Search code examples
ocamlocamllex

OCamllex matching beginning of line?


I am messing around writing a toy programming language in OCaml with ocamllex, and was trying to make the language sensitive to indentation changes, python-style, but am having a problem matching the beginning of a line with ocamllex's regex rules. I am used to using ^ to match the beginning of a line, but in OCaml that is the string concat operator. Google searches haven't been turning up much for me unfortunately :( Anyone know how this would work?


Solution

  • I'm not sure if there is explicit support for zero-length matching symbols (like ^ in Perl-style regular expressions, which matches a position rather than a substring).
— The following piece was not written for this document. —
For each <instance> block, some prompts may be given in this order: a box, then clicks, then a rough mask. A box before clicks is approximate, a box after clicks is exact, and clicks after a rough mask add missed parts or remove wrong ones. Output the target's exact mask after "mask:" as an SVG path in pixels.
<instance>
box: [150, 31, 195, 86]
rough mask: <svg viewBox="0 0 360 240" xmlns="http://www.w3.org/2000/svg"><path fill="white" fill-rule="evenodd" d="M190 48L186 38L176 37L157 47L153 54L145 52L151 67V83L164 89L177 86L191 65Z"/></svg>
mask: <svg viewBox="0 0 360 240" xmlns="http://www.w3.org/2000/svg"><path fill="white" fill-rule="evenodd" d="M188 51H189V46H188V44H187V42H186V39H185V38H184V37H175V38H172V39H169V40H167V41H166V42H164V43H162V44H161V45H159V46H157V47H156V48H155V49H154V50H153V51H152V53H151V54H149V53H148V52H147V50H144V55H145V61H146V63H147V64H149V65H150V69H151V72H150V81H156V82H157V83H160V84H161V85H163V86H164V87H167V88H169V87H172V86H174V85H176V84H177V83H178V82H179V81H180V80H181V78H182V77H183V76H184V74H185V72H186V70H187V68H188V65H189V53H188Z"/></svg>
However, you should be able to let your lexer turn newlines into an explicit token, something like this:

    parser.mly

    %token EOL
    %token <int> EOLWS
    % other stuff here
    %%
    main:
        EOL stmt                { MyStmtDataType(0, $2) }
      | EOLWS stmt              { MyStmtDataType($1 - 1, $2) }
     ;
    

    lexer.mll

    {
     open Parser
     exception Eof
    }
    rule token = parse
        [' ' '\t']           { token lexbuf }     (* skip other blanks *)
      | ['\n'][' ']+ as lxm  { EOLWS(String.length(lxm)) }
      | ['\n']               { EOL }
      (* ... *)
    

    This is untested, but the general idea is:

    • Treat newlines as staetment 'starters'
    • Measure whitespace that immediately follows the newline and pass its length as an int

    Caveat: you will need to preprocess your input to start with a single \n if it doesn't contain one.